本文介绍了使用iTextPDF修剪页面的空白的处理方法,对大家解决问题具有一定的参考价值,需要的朋友们下面随着小编来一起学习吧!

问题描述

我有一个pdf,其中包含一些数据,后跟一些空格。我不知道数据有多大,但我想在数据后删除空白

  PdfReader reader =新的PdfReader(PDFLOCATION); 
Rectangle rect = new Rectangle(700,2000);
Document document = new Document(rect);
PdfWriter writer = PdfWriter.getInstance(document,new FileOutputStream(SAVELCATION));

document.open();

int n = reader.getNumberOfPages();
PdfImportedPage页面;
for(int i = 1; i< = n; i ++){
document.newPage();
page = writer.getImportedPage(reader,i);
Image instance = Image.getInstance(page);
document.add(instance);
}
document.close();

有没有办法剪切/修剪新文档中每个页面的空白?
此PDF包含矢量图形。



我使用iTextPDF,但可以切换到任何Java库(mavenized,Apache许可首选)

解决方案

由于没有发布实际的解决方案,这里附带一些指针)



使用此类修剪空白结果





这几乎是人们所希望的。



注意:上面的实现远非最佳。它甚至不正确,因为它包括太多的所有曲线控制点。此外,它忽略了线宽或楔形类型之类的东西。它实际上只是一个概念验证。



所有测试代码都在。


I have a pdf which comprises of some data, followed by some whitespace. I don't know how large the data is, but I'd like to trim off the whitespace following the data

    PdfReader reader = new PdfReader(PDFLOCATION);
    Rectangle rect = new Rectangle(700, 2000);
    Document document = new Document(rect);
    PdfWriter writer = PdfWriter.getInstance(document, new FileOutputStream(SAVELCATION));

     document.open();

        int n = reader.getNumberOfPages();
        PdfImportedPage page;
        for (int i = 1; i <= n; i++) {
            document.newPage();
            page = writer.getImportedPage(reader, i);
            Image instance = Image.getInstance(page);
            document.add(instance);
        }
        document.close();

Is there a way to clip/trim the whitespace for each page in the new document?This PDF contains vector graphics.

I'm usung iTextPDF, but can switch to any Java library (mavenized, Apache license preferred)

解决方案

As no actual solution has been posted, here some pointers from the accompanying itext-questions mailing list thread:

  1. As you want to merely trim pages, this is not a case of PdfWriter + getImportedPage usage but instead of PdfStamper usage.
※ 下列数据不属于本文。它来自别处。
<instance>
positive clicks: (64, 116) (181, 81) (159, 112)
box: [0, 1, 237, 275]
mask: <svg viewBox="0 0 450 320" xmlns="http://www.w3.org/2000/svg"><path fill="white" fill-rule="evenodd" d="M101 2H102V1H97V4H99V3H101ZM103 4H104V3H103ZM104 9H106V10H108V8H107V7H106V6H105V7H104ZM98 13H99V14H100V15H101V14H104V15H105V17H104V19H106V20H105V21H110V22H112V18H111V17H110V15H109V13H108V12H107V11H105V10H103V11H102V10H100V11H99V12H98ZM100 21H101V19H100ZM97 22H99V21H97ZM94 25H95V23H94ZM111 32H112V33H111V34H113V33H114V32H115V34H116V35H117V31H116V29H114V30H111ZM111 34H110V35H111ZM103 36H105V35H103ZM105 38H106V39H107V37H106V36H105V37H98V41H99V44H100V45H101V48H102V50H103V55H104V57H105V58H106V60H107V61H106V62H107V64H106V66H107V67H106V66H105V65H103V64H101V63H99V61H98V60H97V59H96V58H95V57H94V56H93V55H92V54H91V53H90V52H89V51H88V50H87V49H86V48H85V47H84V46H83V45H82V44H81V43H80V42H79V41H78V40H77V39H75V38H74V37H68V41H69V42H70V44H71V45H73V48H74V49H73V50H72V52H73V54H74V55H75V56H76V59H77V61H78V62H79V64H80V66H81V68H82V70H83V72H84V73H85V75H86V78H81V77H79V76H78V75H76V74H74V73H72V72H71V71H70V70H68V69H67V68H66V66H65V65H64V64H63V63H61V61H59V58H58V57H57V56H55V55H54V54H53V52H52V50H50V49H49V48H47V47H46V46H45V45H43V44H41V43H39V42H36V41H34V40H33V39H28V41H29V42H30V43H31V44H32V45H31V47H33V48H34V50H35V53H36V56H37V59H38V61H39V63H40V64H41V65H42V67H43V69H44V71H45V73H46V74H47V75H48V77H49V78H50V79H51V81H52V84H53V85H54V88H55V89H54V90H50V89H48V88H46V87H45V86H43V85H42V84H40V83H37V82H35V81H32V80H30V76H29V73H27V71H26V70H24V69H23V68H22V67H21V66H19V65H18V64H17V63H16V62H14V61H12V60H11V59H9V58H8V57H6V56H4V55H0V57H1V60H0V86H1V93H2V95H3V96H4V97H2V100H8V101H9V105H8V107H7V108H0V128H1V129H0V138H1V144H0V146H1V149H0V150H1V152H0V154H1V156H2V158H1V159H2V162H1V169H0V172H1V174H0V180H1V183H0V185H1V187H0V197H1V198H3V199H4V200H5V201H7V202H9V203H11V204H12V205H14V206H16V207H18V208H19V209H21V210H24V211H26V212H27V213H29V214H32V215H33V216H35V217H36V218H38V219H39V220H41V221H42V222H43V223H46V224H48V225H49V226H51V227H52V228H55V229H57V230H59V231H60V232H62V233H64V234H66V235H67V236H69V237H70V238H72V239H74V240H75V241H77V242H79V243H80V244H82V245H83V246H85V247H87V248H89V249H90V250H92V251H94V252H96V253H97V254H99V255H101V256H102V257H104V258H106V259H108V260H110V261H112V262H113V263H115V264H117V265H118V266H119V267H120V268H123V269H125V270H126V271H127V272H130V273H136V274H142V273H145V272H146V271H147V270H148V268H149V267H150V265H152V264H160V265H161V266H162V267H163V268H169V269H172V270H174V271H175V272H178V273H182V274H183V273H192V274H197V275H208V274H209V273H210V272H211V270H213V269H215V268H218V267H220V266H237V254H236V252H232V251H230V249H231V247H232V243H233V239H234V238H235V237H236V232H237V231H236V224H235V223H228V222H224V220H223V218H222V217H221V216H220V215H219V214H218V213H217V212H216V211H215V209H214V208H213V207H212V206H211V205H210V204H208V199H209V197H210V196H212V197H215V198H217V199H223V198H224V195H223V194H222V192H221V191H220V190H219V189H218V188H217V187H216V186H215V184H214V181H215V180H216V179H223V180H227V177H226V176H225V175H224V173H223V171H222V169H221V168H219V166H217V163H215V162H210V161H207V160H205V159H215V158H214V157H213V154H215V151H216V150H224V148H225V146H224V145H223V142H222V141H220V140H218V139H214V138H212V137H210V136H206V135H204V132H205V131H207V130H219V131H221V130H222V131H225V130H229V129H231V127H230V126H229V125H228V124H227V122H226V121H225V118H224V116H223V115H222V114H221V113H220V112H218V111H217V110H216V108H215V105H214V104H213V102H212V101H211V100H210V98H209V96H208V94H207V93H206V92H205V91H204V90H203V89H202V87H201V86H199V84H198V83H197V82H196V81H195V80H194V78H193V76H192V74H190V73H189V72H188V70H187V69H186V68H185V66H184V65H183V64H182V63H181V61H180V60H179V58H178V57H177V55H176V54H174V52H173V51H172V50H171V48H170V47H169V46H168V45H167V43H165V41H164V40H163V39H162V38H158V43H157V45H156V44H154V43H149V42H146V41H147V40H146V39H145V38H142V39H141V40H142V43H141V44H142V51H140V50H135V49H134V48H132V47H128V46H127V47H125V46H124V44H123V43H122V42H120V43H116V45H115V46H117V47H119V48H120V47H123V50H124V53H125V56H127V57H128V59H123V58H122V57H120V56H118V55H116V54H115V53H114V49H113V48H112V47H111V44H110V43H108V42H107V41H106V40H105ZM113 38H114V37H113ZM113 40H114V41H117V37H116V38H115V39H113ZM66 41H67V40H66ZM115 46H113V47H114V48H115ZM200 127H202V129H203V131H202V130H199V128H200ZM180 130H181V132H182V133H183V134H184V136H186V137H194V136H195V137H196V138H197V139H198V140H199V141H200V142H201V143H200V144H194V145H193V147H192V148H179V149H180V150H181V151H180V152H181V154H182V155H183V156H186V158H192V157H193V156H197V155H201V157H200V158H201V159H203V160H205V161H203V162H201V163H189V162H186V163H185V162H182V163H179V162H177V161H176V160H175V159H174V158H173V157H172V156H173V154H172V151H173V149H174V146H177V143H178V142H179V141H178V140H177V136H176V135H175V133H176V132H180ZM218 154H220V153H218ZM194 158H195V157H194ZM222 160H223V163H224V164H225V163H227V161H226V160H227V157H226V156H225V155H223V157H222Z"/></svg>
Your main code using a PdfStamper might look like this:

    PdfReader reader = new PdfReader(resourceStream);
    PdfStamper stamper = new PdfStamper(reader, new FileOutputStream("target/test-outputs/test-trimmed-stamper.pdf"));
    
    // Go through all pages
    int n = reader.getNumberOfPages();
    for (int i = 1; i <= n; i++)
    {
        Rectangle pageSize = reader.getPageSize(i);
        Rectangle rect = getOutputPageSize(pageSize, reader, i);
    
        PdfDictionary page = reader.getPageN(i);
        page.put(PdfName.CROPBOX, new PdfArray(new float[]{rect.getLeft(), rect.getBottom(), rect.getRight(), rect.getTop()}));
        stamper.markUsed(page);
    }
    stamper.close();
    

    As you see I also added another argument to your getOutputPageSize method to-be. It is the page number. The amount of white space to trim might differ on different pages after all.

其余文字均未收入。